North Korea is “one of the darkest places on Earth,” but there are chinks in the wall that the communist dictatorship uses to keep its people isolated.
Exiles in the South are beginning to exploit them by smuggling in DVDs, flash drives and shortwave radios that are floated across the border in helium-filled balloons, members of Congress were told Tuesday.
Defectors from North Korea and human-rights experts painted a harrowing picture of life in the vast prison camps run by the regime. They told a House Foreign Affairs subcommittee that even in the hermetic, one-party state where listening to foreign broadcasts is a crime and domestic radios are locked on a single frequency, increasing numbers can access information from the outside world.

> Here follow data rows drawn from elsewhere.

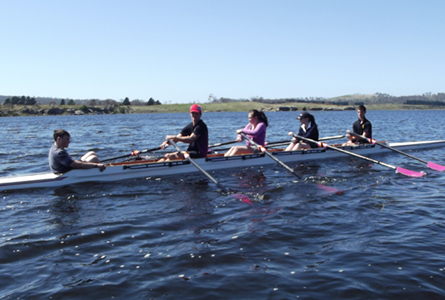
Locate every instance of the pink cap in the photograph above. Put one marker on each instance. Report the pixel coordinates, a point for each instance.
(195, 108)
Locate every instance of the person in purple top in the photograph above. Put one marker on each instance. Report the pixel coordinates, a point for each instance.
(255, 130)
(195, 134)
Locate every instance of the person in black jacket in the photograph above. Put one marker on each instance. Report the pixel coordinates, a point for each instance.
(308, 129)
(362, 127)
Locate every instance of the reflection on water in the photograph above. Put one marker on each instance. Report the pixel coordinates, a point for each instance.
(346, 229)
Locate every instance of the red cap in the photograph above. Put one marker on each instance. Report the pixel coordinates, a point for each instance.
(195, 108)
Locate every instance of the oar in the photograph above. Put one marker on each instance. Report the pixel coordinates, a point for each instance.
(398, 169)
(264, 150)
(430, 165)
(286, 142)
(223, 143)
(187, 156)
(133, 153)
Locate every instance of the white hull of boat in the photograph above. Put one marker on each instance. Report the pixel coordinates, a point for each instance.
(141, 169)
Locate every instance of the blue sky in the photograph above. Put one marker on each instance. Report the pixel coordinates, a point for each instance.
(183, 51)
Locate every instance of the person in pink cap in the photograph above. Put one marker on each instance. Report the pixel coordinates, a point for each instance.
(195, 134)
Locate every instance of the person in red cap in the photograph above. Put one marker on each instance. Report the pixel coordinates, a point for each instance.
(308, 129)
(195, 134)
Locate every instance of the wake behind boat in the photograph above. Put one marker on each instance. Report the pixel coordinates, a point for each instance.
(149, 168)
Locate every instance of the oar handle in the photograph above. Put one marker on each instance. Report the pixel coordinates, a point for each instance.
(371, 141)
(223, 143)
(264, 150)
(324, 145)
(387, 147)
(187, 156)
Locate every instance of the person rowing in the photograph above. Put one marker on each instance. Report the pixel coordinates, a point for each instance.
(61, 162)
(255, 130)
(308, 129)
(195, 134)
(361, 127)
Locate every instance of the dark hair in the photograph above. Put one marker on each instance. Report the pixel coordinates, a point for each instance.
(311, 119)
(260, 115)
(60, 133)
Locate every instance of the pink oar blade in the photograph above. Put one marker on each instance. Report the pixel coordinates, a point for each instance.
(243, 198)
(435, 166)
(410, 173)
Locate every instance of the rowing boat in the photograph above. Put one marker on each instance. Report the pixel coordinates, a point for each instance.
(149, 168)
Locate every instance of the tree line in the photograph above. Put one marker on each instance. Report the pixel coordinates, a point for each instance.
(377, 98)
(27, 100)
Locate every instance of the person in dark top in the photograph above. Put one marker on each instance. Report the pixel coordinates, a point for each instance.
(195, 134)
(61, 162)
(308, 129)
(362, 127)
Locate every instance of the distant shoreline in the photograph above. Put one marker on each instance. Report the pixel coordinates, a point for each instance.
(48, 110)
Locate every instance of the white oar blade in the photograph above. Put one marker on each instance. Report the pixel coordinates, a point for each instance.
(410, 173)
(435, 166)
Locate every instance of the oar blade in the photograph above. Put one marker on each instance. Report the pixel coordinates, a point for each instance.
(410, 173)
(435, 166)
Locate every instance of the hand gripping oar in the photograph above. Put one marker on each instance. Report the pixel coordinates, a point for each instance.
(223, 143)
(398, 169)
(430, 165)
(133, 153)
(262, 149)
(187, 156)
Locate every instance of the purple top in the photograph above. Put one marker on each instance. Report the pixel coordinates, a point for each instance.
(258, 135)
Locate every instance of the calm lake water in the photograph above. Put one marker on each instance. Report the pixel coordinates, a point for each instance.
(177, 237)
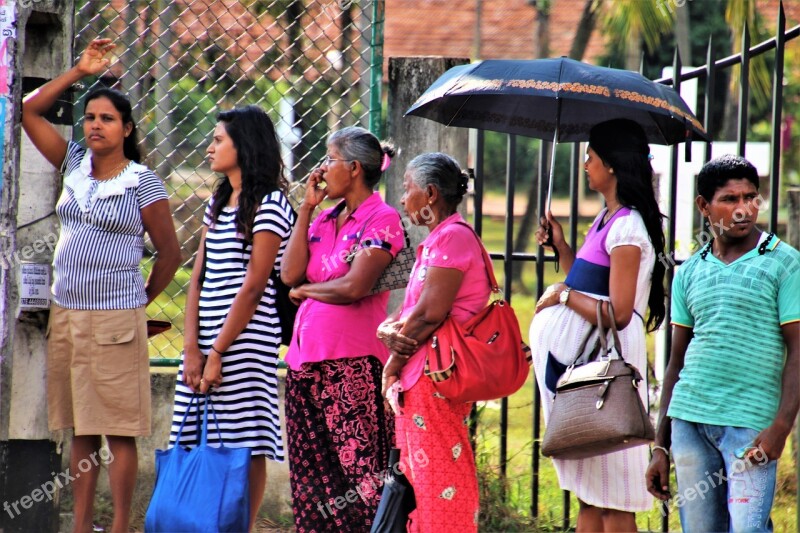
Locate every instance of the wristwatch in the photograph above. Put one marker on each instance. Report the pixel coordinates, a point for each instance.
(564, 296)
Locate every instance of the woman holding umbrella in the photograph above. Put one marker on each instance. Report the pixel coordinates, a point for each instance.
(622, 245)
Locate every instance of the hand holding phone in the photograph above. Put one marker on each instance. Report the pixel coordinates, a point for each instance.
(741, 453)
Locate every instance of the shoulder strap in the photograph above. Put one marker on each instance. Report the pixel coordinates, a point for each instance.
(486, 259)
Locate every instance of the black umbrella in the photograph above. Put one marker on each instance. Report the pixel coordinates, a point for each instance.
(555, 99)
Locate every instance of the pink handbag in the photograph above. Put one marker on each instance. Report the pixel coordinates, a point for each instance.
(482, 359)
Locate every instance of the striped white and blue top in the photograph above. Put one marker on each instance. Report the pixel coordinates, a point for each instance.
(97, 257)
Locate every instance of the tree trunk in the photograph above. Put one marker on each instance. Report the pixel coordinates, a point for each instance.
(585, 28)
(682, 33)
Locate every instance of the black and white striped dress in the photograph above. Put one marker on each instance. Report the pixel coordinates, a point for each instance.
(247, 402)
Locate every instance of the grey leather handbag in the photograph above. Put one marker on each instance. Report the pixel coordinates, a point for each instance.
(597, 408)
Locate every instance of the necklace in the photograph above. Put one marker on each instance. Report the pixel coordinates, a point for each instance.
(610, 214)
(113, 172)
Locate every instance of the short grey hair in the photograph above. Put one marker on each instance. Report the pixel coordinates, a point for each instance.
(357, 144)
(441, 171)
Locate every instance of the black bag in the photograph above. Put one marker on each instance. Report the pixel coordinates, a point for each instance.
(397, 499)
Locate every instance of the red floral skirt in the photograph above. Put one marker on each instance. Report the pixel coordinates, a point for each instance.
(436, 453)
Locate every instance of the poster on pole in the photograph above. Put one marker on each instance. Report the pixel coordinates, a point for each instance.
(8, 32)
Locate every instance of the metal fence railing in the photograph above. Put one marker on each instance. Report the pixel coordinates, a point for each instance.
(707, 76)
(310, 64)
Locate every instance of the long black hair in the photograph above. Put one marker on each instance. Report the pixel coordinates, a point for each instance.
(622, 145)
(258, 155)
(130, 145)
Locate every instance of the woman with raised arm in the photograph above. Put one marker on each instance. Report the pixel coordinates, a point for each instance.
(618, 262)
(98, 372)
(339, 433)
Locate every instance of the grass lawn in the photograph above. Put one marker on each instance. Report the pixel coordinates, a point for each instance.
(520, 439)
(515, 514)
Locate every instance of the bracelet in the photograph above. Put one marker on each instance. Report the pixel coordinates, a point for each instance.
(654, 448)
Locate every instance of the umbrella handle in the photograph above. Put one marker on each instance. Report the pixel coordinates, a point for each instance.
(549, 242)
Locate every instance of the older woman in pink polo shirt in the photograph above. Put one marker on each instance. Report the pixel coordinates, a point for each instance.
(448, 278)
(338, 431)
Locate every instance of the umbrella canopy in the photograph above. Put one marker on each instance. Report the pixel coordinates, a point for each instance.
(544, 97)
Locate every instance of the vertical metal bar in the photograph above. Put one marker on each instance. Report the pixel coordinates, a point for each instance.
(673, 186)
(744, 92)
(376, 67)
(511, 177)
(478, 184)
(537, 399)
(710, 79)
(777, 119)
(574, 176)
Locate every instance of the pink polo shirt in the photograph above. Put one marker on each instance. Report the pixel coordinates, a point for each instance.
(449, 245)
(324, 332)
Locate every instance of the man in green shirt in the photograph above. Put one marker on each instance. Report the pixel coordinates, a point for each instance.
(730, 393)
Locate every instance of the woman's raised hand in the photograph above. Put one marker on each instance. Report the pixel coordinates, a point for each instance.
(315, 195)
(555, 231)
(93, 60)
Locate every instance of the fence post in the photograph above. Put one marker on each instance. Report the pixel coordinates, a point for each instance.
(793, 238)
(793, 227)
(41, 49)
(409, 77)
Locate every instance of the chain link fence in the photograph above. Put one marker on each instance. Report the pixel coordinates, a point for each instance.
(308, 63)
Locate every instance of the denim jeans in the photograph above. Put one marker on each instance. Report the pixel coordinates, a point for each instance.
(717, 492)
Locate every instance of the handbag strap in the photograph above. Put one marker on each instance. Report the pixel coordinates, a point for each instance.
(185, 417)
(364, 229)
(486, 259)
(204, 434)
(603, 331)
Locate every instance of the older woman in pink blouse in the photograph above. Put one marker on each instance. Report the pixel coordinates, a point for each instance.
(339, 433)
(448, 278)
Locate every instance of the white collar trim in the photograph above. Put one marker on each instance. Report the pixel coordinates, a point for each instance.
(80, 181)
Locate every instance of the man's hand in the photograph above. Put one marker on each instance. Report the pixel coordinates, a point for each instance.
(769, 443)
(657, 475)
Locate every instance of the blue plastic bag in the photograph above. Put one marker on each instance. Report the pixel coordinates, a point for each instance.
(200, 490)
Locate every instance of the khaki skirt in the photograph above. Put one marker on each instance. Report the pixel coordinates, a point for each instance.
(98, 372)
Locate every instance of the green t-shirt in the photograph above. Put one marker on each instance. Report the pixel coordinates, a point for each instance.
(734, 363)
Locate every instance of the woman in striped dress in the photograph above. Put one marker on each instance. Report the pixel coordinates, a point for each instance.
(98, 373)
(232, 332)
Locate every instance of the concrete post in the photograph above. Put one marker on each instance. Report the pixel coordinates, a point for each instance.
(409, 77)
(35, 41)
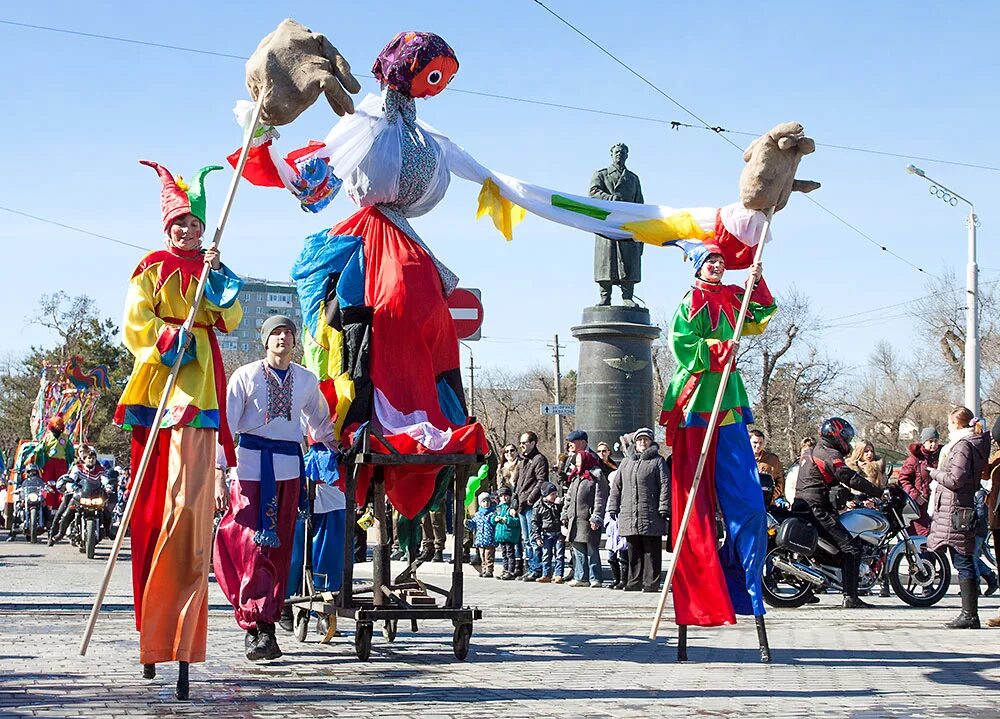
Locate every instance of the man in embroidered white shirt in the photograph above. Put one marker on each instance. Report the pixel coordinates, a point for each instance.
(272, 405)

“North Korea continues to be one of the darkest places on Earth, and we have failed to address the main issue … which is human rights because we have focused instead on the nuclear issue,” said Suzanne K. Scholte of the non-profit Defense Forum Foundation. “This has had tragic results.”
Those results were spelled out by two former prisoners from North Korea’s nightmarish Gulag system of prison labor camps.
Inmates survived on a diet of rats and insects, said dancer Kim Young-soon, who was jailed in 1970 because she knew about the relationship between a fellow dancer and Kim Jong-il, who later succeeded his father as “supreme leader” of the Korean Workers’ Party and the North Korean state.
“My one wish was to eat just one bowl of white rice for one meal,” said Kim Hye-sook , jailed at age 13 in 1975, because her grandfather had decades earlier fled to the South.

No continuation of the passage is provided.